Pourtant, le premier set est serré, et à l’arrivée, c’est Hewitt qui le gagne, 7-5, mais l’Américain égalise ensuite, 6-3. « Je m’attendais à l’avoir à l’usure au troisième set. Mais en fait, il est passé à la vitesse supérieure et il a gagné le match en me collant 6-1. »

La nouvelle star locale doit ensuite jouer contre Agassi en demi-finale. Le coach d’Andre, Brad Gilbert, n’est pas très inquiet pour son protégé.

« Ton fils avait Hewitt au bout de la raquette, mais il a tremblé, » dit-il au père de Spadea le matin suivant. « Ce soir, Andre va vous montrer comment s’y prendre avec ce gamin. »

Ce soir-là, Hewitt lui donne tort et évince Agassi, ancien n°1 mondial, 7-6, 7-6.

Le 11 janvier 1998, l’enfant d’Adelaide affronte un compatriote, Jason Stoltenberg, 79e mondial, en finale de son tout premier tournoi ATP. Une fois encore, le gamin se montre impressionnant sur le plan mental, se remettant de la perte du premier set pour finalement triompher au tie-break décisif (3-6, 6-3, 7-6).

« En entrant sur le court, je voulais surtout ne pas être ridicule. Je voulais être capable de lui tenir tête », racontera-t-il, 20 plus tard, en 2018. « J’ai eu beaucoup de chance de gagner 7-6 au troisième set. (…) À l’arrivée, il faut te pincer pour y croire. Certains joueurs passent la plus grande partie de leur carrière à se demander s’ils vont être capables de remporter un jour un tournoi ATP, et pour moi, y parvenir dès ma première participation à un tableau final, c’était fantastique, surtout dans mon jardin, à Adelaide. »

La postérité du moment

Grâce à ce titre, Hewitt fera un bond de plus de 200 places au classement, mais il lui faudra encore plus d’un an pour entrer dans le top 100. Après avoir remporté un deuxième titre en 1999, à Delray Beach, il deviendra ensuite n°1 mondial à la fin de l’année 2001, peu après son premier triomphe en Grand Chelem, à l’US Open (où il battra en finale Pete Sampras, 7-6, 6-1, 6-1). En 2002, « Rusty » terminera une deuxième année à la première place mondiale, grâce à son deuxième titre majeur, remporté à Wimbledon aux dépens de David Nalbandian (6-1, 6-3, 6-2).
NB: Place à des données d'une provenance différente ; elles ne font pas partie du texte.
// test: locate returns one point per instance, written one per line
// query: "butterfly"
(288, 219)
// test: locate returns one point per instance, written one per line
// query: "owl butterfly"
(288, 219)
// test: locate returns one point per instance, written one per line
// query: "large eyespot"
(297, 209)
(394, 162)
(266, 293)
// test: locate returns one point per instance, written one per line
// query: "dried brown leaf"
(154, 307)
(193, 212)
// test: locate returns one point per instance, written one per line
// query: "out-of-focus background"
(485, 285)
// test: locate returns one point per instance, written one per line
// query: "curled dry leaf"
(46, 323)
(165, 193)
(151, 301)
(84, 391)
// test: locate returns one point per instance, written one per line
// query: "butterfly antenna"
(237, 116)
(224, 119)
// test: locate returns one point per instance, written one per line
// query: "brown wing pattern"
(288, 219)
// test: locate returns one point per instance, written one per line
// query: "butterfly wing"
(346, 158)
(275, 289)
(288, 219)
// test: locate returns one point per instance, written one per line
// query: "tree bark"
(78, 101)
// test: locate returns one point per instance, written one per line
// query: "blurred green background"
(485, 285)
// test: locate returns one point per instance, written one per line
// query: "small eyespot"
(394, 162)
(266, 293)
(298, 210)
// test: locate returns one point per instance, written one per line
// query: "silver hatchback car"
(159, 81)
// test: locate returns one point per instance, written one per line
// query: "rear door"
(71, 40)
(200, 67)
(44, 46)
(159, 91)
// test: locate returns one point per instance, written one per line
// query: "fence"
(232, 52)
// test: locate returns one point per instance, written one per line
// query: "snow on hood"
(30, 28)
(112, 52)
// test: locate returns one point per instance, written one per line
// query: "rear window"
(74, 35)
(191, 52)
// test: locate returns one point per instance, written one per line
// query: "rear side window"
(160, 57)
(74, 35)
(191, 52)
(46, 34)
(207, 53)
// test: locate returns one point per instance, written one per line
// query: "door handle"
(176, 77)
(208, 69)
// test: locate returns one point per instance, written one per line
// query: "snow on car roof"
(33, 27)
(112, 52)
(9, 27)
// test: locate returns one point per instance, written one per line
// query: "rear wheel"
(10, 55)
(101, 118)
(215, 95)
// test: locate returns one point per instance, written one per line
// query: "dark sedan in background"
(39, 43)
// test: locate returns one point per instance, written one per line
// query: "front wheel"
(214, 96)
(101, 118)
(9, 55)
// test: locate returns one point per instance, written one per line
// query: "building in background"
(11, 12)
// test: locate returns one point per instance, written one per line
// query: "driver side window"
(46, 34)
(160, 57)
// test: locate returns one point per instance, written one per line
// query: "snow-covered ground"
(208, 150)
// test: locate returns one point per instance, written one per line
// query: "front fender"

Sa domination prendra fin avec l’avènement de Roger Federer, qui l’éliminera de cinq tournois du Grand Chelem lors des seules saisons 2004-2005, le battant au passage en finale de l’US Open 2004 (6-0, 7-6, 6-0).

Jason Stoltenberg perdra une autre finale contre Hewitt, à Sydney, en 2000 (6-4, 6-0). Il prendra sa retraite en 2001, et sera par la suite l’entraîneur d’Hewitt de décembre 2001 à juin 2003.